O desafio é desconstruir ideias feitas sobre o “Outro”. Um dos autores
contemporâneos que tem defendido a ideia do cosmopolitismo é Kwame Anthony
Appiah. No seu livro, intitulado “Cosmopolitismo: A ética num mundo de estranhos”
o autor explica algo muito importante sobre a ética social. O sentido de
solidariedade de responsabilidade e de obrigação que o indivíduo tem em relação a
outros é proporcional à familiaridade que o liga a esses outros. Assim, o meu sentido
de solidariedade e de obrigação será sempre maior em relação àqueles que eu
encaro como meus familiares do que em relação àqueles que me parecem
estranhos. O conceito de “Outro” e de “Família” é uma representação que vai sendo
moldado por discursos políticos, por culturas políticas dominantes. E neste caso, as
identidades nacionais não são particularmente propícias à criação de solidariedades
globais.
Queiramos ou não, é o conceito de familiaridade que guia as nossas convicções
sobre obrigação de solidariedade. Nesse sentido, a ACEP, com a publicação deste
livro onde ao longo de 52 semanas são apresentadas 52 histórias de coragem,
dignidade e resiliência, contribui para desfazer essas barreiras psicológicas e lentes
nacionalistas com que olhamos o mundo e lhe damos sentido.
Esta Agenda então inscreve-se na tentativa de abrir os horizontes aos portugueses.
Torná-los um pouco cidadãos do mundo. Essa tomada de consciência poderia
contribuir para a melhoria dos direitos humanos no mundo. Isto porque, se eu olhar
para todos os cidadãos deste mundo enquanto parte da mesma comunidade então
as vivências de grande parte da população mundial, sob tantas e tantas dificuldades,
contextos de privação económica, repressão social e política tornam-se
verdadeiramente intoleráveis. E haverá mais incentivos para movimentos sociais que
se organizem para poder corrigir alguma da injustiça e reduzir a indiferença.
Quando se fala de direitos humanos no mundo e da sua melhoria, penso que é
inegável dizer também que estamos a falar de mulheres e crianças, que são talvez os
grupos mais vulneráveis dentro de sociedades em que há grandes problemas
políticos, sociais e económicos. E este livro-agenda reflecte precisamente este
desequilíbrio – trata sobretudo, embora não exclusivamente de histórias de
mulheres e de crianças.
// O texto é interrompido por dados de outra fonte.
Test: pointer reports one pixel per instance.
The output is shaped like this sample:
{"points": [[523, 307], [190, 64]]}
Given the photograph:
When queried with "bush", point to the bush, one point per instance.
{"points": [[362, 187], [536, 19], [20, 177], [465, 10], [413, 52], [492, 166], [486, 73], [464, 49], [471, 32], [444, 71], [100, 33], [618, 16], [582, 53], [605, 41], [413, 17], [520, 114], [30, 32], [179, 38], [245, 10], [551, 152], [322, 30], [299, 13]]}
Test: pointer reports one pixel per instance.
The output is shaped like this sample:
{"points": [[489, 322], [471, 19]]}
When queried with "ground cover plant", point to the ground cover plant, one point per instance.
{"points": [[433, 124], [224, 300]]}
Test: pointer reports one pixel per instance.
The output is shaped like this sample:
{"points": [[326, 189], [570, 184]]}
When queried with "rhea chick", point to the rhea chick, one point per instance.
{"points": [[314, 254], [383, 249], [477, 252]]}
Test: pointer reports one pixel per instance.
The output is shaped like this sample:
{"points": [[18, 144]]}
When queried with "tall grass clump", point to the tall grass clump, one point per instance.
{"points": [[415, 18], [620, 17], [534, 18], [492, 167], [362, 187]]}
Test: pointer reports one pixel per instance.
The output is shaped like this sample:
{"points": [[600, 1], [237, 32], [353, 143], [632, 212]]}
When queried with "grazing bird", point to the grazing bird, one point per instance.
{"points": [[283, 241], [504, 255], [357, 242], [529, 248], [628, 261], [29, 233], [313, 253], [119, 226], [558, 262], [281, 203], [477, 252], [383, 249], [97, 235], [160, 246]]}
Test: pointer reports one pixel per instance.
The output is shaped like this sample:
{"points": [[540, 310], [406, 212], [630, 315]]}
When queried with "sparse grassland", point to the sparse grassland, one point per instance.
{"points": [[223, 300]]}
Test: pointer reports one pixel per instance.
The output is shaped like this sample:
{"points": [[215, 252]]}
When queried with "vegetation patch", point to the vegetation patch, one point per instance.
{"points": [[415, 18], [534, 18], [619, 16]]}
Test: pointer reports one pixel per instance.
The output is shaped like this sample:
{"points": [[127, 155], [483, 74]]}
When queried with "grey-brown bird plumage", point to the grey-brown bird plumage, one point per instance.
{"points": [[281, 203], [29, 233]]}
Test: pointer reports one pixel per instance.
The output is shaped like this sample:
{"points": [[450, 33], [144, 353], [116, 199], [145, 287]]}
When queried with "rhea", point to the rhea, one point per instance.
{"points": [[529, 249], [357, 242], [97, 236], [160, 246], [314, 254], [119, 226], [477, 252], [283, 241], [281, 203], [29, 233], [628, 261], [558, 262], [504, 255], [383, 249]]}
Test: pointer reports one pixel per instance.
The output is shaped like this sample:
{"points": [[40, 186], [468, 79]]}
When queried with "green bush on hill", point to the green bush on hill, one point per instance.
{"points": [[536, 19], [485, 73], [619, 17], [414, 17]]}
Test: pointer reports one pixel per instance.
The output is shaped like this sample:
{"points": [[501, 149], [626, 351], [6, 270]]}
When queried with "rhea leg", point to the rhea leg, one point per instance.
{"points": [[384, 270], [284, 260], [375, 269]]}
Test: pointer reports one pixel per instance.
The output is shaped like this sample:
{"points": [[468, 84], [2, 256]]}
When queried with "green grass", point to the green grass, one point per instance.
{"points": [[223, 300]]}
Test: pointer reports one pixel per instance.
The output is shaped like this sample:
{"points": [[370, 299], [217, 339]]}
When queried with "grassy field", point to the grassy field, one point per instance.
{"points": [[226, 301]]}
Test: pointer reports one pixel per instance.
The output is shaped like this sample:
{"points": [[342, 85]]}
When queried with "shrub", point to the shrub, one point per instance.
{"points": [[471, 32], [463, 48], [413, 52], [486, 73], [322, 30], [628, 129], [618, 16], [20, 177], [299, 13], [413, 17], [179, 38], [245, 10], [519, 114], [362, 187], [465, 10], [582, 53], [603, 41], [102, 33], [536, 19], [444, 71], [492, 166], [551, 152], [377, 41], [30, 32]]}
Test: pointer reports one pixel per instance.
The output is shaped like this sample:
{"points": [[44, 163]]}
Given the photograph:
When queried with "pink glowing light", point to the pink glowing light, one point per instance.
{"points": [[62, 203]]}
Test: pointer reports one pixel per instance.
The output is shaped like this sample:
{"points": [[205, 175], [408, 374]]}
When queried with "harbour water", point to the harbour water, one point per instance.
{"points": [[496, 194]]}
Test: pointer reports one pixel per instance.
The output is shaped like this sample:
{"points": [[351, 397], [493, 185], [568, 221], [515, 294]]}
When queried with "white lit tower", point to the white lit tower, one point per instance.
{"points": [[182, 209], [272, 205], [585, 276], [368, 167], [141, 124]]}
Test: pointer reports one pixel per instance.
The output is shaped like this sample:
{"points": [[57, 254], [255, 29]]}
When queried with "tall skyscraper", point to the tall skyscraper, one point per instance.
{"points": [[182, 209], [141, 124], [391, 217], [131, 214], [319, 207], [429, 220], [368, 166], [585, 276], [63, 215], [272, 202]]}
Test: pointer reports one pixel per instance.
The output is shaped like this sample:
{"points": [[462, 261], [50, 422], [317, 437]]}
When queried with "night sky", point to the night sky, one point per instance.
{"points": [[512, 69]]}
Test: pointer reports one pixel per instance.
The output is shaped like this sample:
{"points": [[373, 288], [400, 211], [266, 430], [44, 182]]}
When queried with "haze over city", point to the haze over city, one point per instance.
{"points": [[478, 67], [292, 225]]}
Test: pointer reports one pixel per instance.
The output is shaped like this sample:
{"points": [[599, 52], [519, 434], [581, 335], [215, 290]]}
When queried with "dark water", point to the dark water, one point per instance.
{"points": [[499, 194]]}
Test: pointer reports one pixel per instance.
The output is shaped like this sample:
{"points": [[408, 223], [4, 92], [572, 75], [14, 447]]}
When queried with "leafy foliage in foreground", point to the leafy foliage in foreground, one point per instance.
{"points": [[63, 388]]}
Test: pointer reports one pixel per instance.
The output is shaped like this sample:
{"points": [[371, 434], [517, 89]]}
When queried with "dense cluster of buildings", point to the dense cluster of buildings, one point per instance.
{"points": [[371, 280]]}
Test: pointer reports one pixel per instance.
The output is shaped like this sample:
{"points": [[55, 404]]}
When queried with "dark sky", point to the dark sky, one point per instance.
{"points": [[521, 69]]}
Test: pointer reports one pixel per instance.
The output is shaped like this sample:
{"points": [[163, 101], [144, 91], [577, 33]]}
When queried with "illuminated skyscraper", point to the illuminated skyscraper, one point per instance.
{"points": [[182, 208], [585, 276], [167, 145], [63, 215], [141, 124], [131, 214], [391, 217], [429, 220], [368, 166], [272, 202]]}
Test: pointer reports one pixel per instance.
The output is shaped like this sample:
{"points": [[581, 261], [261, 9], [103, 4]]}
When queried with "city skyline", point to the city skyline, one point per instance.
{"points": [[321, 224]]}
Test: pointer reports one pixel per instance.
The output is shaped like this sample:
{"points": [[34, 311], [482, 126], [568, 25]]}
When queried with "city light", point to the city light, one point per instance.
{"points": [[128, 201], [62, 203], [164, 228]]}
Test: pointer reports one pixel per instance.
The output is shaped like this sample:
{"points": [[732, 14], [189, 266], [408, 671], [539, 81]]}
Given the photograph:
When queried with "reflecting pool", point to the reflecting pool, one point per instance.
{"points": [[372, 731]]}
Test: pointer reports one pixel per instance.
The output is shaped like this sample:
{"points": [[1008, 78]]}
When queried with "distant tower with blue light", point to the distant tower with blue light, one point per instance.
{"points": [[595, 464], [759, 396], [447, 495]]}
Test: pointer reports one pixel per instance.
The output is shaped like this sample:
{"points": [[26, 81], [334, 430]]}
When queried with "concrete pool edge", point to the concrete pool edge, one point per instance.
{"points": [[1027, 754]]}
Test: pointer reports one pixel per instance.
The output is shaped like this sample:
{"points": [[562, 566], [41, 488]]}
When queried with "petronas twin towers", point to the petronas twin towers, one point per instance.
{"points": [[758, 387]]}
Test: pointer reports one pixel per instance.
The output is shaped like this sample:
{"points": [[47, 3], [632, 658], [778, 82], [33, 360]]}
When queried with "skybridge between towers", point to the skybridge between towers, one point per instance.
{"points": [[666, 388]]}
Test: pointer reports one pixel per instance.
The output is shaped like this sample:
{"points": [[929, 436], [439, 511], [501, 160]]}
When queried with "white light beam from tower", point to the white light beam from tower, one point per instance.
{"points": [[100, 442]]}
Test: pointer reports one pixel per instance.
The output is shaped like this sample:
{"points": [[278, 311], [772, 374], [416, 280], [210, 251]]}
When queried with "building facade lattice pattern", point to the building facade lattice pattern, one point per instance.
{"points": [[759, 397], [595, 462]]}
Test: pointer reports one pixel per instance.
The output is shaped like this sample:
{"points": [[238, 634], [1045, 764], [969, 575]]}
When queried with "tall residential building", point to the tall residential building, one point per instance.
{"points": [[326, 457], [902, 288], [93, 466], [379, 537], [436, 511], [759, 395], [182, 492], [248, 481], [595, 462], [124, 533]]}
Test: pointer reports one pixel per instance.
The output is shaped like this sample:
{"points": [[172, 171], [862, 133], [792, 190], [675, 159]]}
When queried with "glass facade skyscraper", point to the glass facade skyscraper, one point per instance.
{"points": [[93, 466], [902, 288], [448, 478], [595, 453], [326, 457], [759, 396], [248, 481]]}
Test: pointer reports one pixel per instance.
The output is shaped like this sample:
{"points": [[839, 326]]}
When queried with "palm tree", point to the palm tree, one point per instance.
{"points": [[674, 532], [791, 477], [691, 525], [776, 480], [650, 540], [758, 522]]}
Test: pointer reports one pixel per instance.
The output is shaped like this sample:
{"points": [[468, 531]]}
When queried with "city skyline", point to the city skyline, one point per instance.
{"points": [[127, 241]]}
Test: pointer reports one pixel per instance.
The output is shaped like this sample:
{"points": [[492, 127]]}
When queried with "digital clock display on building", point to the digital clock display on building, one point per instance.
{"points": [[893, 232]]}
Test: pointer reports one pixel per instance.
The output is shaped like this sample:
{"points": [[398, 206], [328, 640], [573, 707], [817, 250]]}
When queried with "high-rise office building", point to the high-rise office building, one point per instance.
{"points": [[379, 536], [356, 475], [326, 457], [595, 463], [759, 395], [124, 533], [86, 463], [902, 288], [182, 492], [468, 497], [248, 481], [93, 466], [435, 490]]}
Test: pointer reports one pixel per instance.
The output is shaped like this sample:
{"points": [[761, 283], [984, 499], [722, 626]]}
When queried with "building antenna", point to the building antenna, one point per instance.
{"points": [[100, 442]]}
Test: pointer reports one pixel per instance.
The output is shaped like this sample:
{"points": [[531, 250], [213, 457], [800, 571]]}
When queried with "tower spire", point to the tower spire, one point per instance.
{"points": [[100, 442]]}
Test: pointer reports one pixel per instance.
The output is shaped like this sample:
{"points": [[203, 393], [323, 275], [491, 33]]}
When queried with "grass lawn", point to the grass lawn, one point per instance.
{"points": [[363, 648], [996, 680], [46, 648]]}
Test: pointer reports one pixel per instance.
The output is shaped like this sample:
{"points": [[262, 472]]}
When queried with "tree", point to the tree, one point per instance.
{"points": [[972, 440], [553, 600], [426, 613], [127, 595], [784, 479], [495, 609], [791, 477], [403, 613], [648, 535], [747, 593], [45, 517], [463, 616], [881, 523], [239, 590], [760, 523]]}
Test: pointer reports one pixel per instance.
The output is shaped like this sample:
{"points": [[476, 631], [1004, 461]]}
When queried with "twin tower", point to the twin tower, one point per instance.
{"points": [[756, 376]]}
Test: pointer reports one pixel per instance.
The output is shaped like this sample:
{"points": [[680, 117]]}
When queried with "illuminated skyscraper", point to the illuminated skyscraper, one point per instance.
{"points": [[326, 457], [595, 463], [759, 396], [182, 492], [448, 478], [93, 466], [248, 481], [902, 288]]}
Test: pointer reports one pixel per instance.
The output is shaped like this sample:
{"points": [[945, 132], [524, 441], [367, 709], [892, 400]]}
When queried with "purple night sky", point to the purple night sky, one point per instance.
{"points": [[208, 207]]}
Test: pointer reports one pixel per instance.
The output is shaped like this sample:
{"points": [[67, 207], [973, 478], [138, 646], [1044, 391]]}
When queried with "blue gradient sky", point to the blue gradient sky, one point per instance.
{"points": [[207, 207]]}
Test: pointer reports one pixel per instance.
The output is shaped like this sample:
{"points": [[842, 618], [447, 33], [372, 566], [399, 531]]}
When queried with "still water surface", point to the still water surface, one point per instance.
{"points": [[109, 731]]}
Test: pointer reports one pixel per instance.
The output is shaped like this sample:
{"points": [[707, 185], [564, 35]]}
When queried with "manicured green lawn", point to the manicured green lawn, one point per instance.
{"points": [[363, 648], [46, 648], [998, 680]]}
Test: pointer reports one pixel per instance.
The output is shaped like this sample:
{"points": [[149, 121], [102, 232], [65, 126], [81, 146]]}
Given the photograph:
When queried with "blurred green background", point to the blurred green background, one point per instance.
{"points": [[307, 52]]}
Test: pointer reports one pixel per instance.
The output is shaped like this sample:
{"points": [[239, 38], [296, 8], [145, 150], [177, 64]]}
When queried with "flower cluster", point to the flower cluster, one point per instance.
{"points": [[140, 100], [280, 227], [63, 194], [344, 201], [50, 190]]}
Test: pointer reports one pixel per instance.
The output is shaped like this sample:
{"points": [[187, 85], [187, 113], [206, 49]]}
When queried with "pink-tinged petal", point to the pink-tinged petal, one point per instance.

Não é por acaso que os objectivos para erradicação da
pobreza do Milénio incluam vários que dizem respeito directamente às condições de
vida das mulheres e das crianças, como a educação universal, a saúde infanto-
maternal ou a igualdade de género.
Num momento de crise europeia pode haver a tentação de fechamento, e já há
exemplos disso um pouco por toda a Europa. Nos últimos tempos temos tido, na
Alemanha com as afirmações de Angela Merkel de que o modelo de
multiculturalismo fracassou naquele país, ou com a política de repatriamento da
comunidade cigana de França para a Roménia, exemplos disso mesmo.
Este livro é por isso um tónico, contra a tentação Europeia de fechamento. Mas
também é um tónico porque cada uma das histórias contidas nesta agenda perpétua
constitui uma lição de vida. Por exemplo, a de uma menina de 15 anos que em vez
de aceitar o destino de um casamento arranjado decide fugir de casa, contra a
vontade dos pais. Ou a de Myung-Hee, que escapou ao regime comunista da Coreia
do Norte para ser explorada na China, mas conseguiu encontrar uma identidade e
uma vida na Coreia do Sul. Ou ainda a de três amigos, os três mosqueteiros, que no
ghetto de Kampala organizaram uma comunidade para dar uma casa a crianças cujo
destino seria a de serem soldados.
E é também uma celebração do poder da sociedade civil que trabalha em condições
muito difíceis. Por isto tudo dou os parabéns a esta iniciativa da ACEP e aconselho a
todos que comprem a agenda e a ofereçam a alguém de quem gostem – cada
história irá servir para abrir horizontes aos felizes contemplados com esta obra.